Les possibilités de s'assurer dépendent du profil de l'emprunteur

Même si les emprunteurs négligent quelque peu les assurances liées à un crédit immobilier – privilégiant avant tout un "bon taux" et des frais de dossier réduits –, l'impact de ces garanties à court, mais surtout à long terme, est bien moins anodin qu'il n'y paraît. Plus que tout autre, en effet, ce type de contrat, qui couvre soit le capital emprunté et restant encore dû, soit les échéances de remboursement en cas d'accident de la vie (décès, perte totale et irréversible d'autonomie, invalidité, incapacité de travail de l'emprunteur), est souscrit sur une durée très longue, celle du crédit, souvent égale à 10 ou à 15 ans, voire davantage. Cette "soupape de sécurité", qui s'ajoute aux sûretés bancaires traditionnelles que sont la prise d'hypothèque ou le cautionnement d'un organisme spécialisé, n'est pas seulement proposée, mais véritablement imposée aux souscripteurs d'une offre de prêt immobilier : 8 millions de personnes sont actuellement couvertes par un contrat de ce type et 23 milliards de francs de cotisations ont été encaissés l'an passé.

Il s'agit-là d'une pratique commerciale en vigueur depuis une trentaine d'années, qui s'est épanouie alors qu'aucun texte de loi ne rend obligatoire la souscription de ce genre de protection.
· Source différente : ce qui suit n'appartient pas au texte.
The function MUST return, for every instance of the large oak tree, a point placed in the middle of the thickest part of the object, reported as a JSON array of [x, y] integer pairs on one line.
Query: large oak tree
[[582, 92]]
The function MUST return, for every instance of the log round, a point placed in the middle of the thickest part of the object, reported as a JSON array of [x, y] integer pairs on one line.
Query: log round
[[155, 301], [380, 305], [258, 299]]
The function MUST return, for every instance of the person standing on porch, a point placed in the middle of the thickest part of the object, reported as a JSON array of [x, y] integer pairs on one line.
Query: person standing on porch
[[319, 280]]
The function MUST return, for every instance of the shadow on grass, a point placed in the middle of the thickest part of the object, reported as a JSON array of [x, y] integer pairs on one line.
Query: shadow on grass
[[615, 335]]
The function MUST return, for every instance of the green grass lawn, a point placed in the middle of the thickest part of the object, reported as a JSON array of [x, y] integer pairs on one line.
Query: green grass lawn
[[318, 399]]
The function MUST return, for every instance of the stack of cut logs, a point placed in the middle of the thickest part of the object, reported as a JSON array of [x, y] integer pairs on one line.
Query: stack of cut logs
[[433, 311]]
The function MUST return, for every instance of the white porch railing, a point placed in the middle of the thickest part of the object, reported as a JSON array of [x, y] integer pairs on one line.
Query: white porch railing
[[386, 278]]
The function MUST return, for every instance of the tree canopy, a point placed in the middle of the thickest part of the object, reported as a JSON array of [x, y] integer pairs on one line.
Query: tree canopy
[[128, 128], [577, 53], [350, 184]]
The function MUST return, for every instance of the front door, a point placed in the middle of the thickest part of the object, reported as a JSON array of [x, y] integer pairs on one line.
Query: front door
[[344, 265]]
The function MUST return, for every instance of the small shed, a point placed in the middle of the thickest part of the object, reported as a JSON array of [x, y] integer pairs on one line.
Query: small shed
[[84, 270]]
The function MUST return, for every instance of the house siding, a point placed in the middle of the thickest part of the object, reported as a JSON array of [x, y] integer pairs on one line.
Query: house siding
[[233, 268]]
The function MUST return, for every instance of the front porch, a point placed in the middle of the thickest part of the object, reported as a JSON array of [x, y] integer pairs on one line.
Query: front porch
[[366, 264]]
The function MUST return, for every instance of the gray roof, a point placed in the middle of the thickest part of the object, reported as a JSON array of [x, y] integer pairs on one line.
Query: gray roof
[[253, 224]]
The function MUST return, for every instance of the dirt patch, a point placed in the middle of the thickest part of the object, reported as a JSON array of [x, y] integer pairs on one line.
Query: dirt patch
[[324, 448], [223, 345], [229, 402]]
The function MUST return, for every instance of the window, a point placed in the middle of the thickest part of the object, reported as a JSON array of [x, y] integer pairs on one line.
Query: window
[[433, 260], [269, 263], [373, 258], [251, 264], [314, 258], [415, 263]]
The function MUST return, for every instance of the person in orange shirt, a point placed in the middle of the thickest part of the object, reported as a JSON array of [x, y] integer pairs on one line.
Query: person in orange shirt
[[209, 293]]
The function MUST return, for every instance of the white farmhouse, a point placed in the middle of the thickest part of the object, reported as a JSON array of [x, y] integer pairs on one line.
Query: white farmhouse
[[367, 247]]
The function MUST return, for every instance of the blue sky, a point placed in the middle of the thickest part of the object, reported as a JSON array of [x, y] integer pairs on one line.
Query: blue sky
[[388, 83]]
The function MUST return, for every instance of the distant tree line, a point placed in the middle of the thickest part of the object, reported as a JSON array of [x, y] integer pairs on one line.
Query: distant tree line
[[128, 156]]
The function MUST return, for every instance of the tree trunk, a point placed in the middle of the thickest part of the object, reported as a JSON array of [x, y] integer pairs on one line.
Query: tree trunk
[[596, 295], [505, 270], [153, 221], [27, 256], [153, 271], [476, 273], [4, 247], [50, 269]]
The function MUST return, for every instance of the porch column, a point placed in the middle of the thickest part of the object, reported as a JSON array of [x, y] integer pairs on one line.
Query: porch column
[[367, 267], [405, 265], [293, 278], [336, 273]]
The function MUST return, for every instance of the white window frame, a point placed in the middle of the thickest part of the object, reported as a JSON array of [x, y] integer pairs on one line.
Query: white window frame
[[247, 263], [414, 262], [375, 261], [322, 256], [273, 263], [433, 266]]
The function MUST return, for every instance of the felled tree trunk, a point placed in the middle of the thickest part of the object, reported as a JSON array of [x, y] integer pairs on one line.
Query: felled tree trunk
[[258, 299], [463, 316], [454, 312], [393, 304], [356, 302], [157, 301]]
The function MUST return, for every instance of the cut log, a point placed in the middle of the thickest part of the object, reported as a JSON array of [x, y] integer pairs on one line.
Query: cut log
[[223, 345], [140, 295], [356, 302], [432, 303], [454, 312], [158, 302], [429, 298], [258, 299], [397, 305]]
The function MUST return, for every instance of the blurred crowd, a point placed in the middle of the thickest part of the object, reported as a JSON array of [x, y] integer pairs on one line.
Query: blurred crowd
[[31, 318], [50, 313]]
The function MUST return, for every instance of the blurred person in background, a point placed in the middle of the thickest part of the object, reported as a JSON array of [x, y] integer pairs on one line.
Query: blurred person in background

Pour justifier leurs exigences, les banquiers qualifient cette assurance de "fondamentale" car, au-delà du devenir des fonds qu'ils ont accepté de prêter, ils arguent, non sans raison d'ailleurs, que c'est de la protection même de l'emprunteur et de sa famille dont il s'agit : ces contrats permettent en effet de ne pas surajouter de difficultés financières, voire de ne pas créer de passif successoral au regard du capital restant dû en cas de disparition ou de perte totale d'autonomie de l'emprunteur. Ils avancent le même argument à propos de la garantie couvrant la baisse des revenus provoquée par une mise au chômage, même si celle-ci n'est jamais imposée (voir p. 47).

Ces assurances sont négociées spécifiquement avec les plus grandes compagnies (quatre acteurs majeurs se partagent la très grosse partie de ce marché : il s'agit de la CNP, d'Axa assurances, de Generali et des AGF). Elles présentent aussi, il ne faut pas l'oublier, des avantages de taille pour un banquier : elles lui permettent d'être parfaitement "rassuré" sur les conditions minimales de sécurisation de ses prêts et sur le paiement des primes (prélevées en même temps que les échéances de remboursement). Le banquier est en outre associé aux résultats financiers de ses contrats.

Les contrats dits de groupe des banques et des établissements spécialisés.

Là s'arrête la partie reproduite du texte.